The prodigal (“wastefully extravagant”) son, after all, is really a supporting actor.  Same for his older brother.  But “supporting” is misleading.  Turns out they’re both–one explicitly, the other more subtly–deeply invested in supporting little more than their own self-interest.  Truth be told, the parable is a horse race between the two brothers for the “prize” of Most Ungrateful!  Each of us is left to discern which description most closely fits us: careless and self-indulgent, or, sincere, hard-working, faithful–and therefore “entitled.”  The parable is a cautionary tale against both.

Best Actor in this story goes to the father.  But is it an “act”?  Or, is it the real deal?  One suspects the father would sweep all the categories that matter:  Most Loving, Most Generous, Most Patient, Most Humble, Most Compassionate, Most Merciful, Most Wise, Most Forgiving.

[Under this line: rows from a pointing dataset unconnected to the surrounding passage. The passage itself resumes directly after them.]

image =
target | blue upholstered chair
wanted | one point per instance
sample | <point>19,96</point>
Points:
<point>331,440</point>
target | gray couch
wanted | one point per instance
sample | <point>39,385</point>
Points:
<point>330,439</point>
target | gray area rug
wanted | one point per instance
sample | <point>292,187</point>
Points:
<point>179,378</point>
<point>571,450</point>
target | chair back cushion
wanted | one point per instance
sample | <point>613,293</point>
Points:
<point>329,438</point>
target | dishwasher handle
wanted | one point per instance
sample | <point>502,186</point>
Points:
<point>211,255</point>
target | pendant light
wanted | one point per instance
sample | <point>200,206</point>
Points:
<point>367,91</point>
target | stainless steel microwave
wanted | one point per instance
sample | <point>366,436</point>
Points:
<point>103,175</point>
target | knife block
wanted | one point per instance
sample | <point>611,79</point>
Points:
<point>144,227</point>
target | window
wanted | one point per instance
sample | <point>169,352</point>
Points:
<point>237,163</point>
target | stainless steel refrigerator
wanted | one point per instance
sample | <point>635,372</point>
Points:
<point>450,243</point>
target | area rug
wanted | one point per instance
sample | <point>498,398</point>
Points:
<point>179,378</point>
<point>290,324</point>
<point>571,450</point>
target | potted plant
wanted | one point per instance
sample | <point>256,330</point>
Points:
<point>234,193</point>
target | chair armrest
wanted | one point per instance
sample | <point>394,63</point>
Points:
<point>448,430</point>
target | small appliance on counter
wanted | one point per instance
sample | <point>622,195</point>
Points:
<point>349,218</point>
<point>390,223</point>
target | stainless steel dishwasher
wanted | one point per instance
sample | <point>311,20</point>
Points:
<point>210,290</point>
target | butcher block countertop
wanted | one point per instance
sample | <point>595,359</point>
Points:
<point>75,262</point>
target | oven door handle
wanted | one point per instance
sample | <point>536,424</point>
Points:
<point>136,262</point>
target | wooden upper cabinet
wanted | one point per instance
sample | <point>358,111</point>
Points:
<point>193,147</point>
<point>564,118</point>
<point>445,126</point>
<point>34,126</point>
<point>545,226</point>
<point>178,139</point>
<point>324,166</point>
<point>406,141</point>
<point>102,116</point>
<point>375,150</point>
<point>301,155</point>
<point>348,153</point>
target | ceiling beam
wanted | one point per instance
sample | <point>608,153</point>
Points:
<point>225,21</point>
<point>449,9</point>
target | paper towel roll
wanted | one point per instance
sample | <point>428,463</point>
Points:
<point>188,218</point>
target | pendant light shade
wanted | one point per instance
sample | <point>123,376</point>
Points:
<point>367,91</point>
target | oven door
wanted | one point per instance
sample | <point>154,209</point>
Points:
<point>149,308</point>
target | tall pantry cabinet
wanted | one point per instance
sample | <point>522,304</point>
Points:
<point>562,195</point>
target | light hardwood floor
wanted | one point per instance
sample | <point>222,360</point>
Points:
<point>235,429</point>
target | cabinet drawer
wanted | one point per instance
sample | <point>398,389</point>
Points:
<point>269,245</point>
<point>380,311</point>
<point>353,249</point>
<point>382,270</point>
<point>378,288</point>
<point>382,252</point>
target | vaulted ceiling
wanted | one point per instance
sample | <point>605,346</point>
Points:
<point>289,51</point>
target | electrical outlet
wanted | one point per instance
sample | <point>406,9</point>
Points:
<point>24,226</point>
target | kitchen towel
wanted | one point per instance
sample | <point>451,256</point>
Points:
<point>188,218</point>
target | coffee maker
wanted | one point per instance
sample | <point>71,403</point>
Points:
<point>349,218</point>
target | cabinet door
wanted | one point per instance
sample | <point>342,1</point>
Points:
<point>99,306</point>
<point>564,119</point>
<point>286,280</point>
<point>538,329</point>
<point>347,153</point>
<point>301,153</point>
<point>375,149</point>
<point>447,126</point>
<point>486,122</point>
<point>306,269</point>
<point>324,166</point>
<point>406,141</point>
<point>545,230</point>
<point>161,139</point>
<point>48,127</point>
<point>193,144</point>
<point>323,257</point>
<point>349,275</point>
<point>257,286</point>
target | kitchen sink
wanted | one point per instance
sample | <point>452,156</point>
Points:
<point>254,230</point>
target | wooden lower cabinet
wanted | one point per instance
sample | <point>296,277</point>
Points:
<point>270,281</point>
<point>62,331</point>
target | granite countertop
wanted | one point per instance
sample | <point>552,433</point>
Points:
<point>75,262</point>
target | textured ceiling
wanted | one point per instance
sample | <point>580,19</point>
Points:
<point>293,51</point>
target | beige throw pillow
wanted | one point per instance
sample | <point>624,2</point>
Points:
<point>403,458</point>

Here’s how writer Nadia Bolz-Weber puts it:  This is a story of the Prodigal Father.  It’s the father who is wasteful!  He “wastes” his love and generosity on children who will, likely as not, continue being ungrateful.  The father gets the Jesus Oscar for Most Recklessly Extravagant.

The attitudes of both brothers probably fit all of us at different times.  Of the two, however, most of us who are life-long Church People might find in the older son a more accurate reflection of our own tendencies.

And yet, rather than guilt and shame this story aims for a response in all God’s children–everyone!–that represents the best in what it means to be most like the father and therefore most fully human:  Most Grateful.